Chance looked back through the window. Charlie was still there, waving…and grinning. He looked down at Victoria’s waiting lips and cursed softly to himself. She was worth it.
He bent down, tasted the soft, supple curves of Precious Pink h
e’d watched her applying minutes earlier, and knew that it was not enough.
“You in over your head, boy?” Charlie asked, as they both watched the red car dart out of the driveway and move into the flow of traffic.
“Probably,” he answered. “I just agreed to go to a damn prom.”
Charlie Rollins remembered his own, remembered his daughter’s high school years, and knew that Chance deserved a memory worth keeping, too.
“Well, if you’re goin’, you’ll be needin’ somethin’ to drive. You close for me every night this week, and you can drive my Olds.”
Chance turned and stared. Charlie’s blue eyes got brighter and he fidgeted with the rag hanging out of his hip pocket.
“You don’t have to,” Chance finally managed to say, moved beyond words by the generosity of a man who was, by all rights, only his employer.
“I know that,” Charlie snapped. “That’s why I offered.”
Chance held out his hand. “It’s a deal.”
Charlie grinned. “Damn, but I like a good deal, don’t you, boy?”
Chance laughed. “Yeah, Charlie. And thanks to you, I just got one.”

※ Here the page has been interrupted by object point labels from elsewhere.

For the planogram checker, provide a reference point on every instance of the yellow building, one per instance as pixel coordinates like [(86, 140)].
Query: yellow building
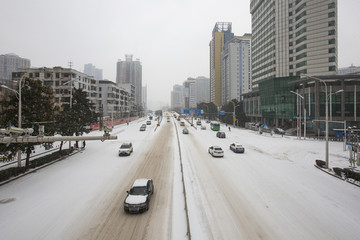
[(220, 35)]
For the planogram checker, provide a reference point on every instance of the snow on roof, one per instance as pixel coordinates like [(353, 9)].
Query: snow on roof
[(140, 182)]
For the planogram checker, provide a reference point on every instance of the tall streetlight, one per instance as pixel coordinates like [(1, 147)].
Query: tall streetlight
[(326, 118), (19, 109), (299, 95), (234, 112)]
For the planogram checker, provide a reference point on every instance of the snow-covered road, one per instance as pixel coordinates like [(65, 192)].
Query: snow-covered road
[(272, 191)]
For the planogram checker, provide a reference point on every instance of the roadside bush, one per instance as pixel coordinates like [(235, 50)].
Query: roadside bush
[(349, 173), (320, 163), (15, 171), (338, 171)]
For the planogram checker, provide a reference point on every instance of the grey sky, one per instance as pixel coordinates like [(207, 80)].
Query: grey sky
[(170, 37)]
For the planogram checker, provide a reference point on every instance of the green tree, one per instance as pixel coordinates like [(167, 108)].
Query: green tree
[(75, 120), (239, 112), (37, 108), (209, 109)]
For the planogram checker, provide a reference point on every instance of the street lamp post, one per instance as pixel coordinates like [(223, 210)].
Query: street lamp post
[(326, 118), (19, 109), (302, 97), (233, 113)]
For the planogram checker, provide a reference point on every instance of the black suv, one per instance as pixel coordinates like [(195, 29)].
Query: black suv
[(220, 134), (138, 198)]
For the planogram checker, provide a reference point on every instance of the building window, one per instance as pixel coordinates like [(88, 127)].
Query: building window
[(332, 41), (300, 23), (300, 16), (301, 64), (301, 31), (300, 40), (300, 8), (302, 47), (300, 56)]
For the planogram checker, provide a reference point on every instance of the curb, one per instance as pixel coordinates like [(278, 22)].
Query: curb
[(334, 175), (40, 167)]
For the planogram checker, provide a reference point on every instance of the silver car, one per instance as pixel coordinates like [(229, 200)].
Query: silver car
[(216, 151)]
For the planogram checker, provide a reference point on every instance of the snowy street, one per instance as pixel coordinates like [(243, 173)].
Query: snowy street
[(272, 191)]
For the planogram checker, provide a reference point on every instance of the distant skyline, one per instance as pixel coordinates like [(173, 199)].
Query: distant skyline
[(171, 38)]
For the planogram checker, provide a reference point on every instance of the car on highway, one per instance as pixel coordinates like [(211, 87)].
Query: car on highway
[(216, 151), (143, 127), (138, 197), (220, 134), (126, 149), (237, 147)]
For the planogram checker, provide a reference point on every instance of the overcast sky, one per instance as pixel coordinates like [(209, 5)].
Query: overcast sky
[(170, 37)]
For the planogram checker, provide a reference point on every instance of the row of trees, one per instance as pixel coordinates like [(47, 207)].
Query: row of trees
[(211, 111), (38, 108)]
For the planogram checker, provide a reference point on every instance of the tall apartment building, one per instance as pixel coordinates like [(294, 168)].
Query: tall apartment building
[(91, 70), (10, 63), (144, 98), (236, 68), (290, 38), (196, 90), (220, 35), (130, 71), (177, 100), (110, 98)]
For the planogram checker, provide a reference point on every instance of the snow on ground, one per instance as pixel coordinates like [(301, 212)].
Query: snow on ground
[(272, 191), (274, 185)]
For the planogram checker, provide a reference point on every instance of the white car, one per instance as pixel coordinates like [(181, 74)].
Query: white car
[(237, 147), (126, 149), (138, 198), (216, 151)]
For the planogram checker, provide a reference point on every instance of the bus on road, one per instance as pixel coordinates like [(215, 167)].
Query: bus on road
[(215, 126)]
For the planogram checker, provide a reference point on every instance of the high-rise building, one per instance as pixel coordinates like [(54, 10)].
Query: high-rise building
[(130, 71), (291, 37), (177, 100), (10, 63), (202, 89), (144, 97), (221, 34), (196, 90), (91, 70), (236, 68)]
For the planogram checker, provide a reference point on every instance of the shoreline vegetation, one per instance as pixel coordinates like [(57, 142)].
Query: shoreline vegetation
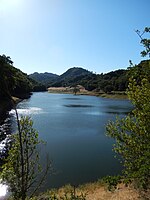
[(83, 91), (91, 191), (6, 105)]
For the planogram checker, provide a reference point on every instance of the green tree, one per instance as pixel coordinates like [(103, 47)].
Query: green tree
[(22, 168), (132, 133)]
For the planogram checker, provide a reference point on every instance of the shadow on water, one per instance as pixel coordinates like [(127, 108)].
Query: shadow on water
[(78, 106), (72, 98)]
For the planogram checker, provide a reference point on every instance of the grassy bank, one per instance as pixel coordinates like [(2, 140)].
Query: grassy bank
[(67, 90), (90, 191)]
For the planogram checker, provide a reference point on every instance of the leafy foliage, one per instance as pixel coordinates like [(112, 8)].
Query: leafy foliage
[(14, 80), (132, 133), (21, 169), (112, 182)]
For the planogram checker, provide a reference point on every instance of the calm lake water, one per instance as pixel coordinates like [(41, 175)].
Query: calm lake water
[(74, 129)]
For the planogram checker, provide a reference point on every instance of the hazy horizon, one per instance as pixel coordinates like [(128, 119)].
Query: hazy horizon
[(55, 35)]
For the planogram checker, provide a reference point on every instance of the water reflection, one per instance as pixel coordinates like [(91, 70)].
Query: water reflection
[(72, 98), (78, 106)]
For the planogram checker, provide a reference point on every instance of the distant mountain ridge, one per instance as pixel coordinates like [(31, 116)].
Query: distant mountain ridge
[(43, 78), (68, 77), (113, 81)]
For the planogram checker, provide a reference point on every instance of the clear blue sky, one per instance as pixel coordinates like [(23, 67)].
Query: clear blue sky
[(54, 35)]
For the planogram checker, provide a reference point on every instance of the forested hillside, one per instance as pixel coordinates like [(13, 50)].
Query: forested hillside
[(14, 82)]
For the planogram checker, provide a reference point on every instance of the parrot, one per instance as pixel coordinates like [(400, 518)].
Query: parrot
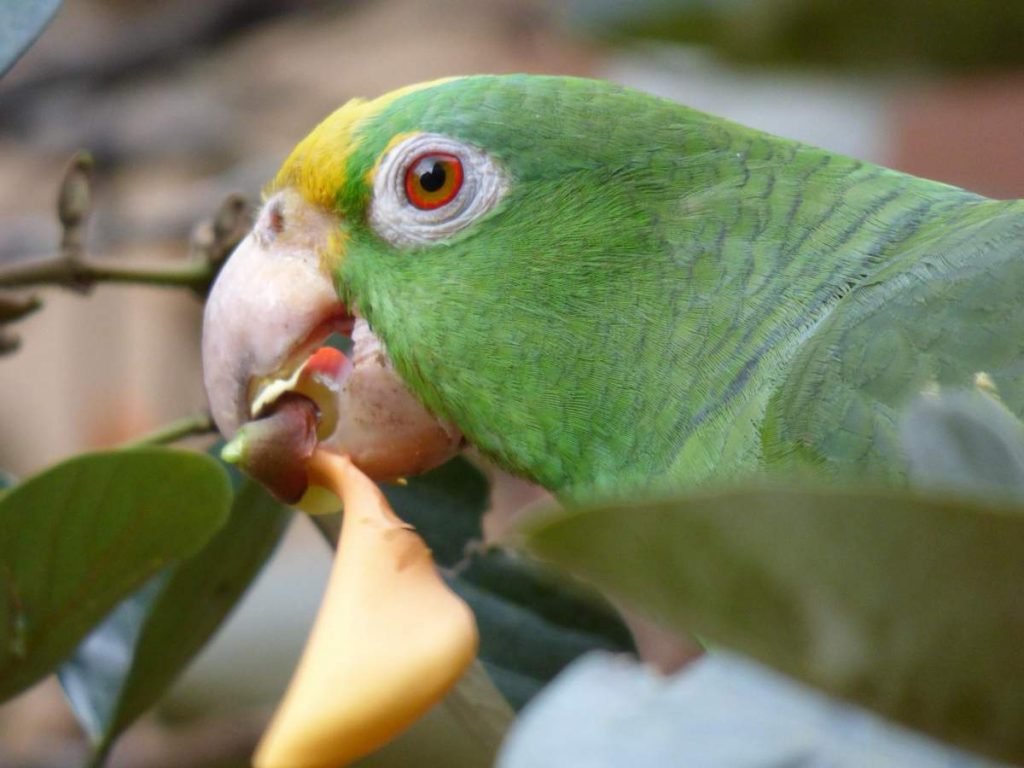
[(603, 292)]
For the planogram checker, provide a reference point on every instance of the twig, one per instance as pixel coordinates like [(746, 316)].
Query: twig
[(190, 426), (211, 244), (82, 273)]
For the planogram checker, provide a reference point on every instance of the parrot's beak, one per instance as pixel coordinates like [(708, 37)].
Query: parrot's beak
[(275, 391)]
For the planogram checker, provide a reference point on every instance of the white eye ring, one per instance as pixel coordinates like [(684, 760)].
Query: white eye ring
[(395, 219)]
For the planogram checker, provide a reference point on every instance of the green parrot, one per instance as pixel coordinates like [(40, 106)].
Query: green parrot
[(604, 292)]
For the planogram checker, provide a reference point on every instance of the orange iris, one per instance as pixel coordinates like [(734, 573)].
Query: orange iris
[(433, 179)]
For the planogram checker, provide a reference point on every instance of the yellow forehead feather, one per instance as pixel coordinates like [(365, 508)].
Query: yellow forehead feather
[(317, 167)]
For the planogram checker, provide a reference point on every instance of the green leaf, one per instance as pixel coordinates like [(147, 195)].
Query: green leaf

Chance breathed a small prayer of thanksgiving that his mother had to work tonight. He didn’t want to explain what he was doing with his boss’s car, or why he was wearing a rented tux, or why he’d gotten a haircut. He glanced at the clock over the refrigerator, pulled nervously at the bow tie he’d finally managed to fasten, and opened the refrigerator door. The corsage was still there! A cluster of pale pink miniature carnations haloed with something the florist had called baby’s breath.
He hoped it would do. All Victoria had said was it needed to be pink. He grabbed the box off the shelf, checked his pocket for money and keys, and headed for the door. It was time!
The drive to Midland didn’t take long. But it might as well have been to the moon. The farther Chance drove from Odessa, the more he realized that he was in over his head. He’d never, not once in all his eighteen years, let a girl get to him like Victoria had. And to top it all off, they’d never even gotten close to making out. He frowned at the thought. Somehow, making out wasn’t a term he could associate with the tall, blond girl with flashing green eyes. Making love…maybe. But making out?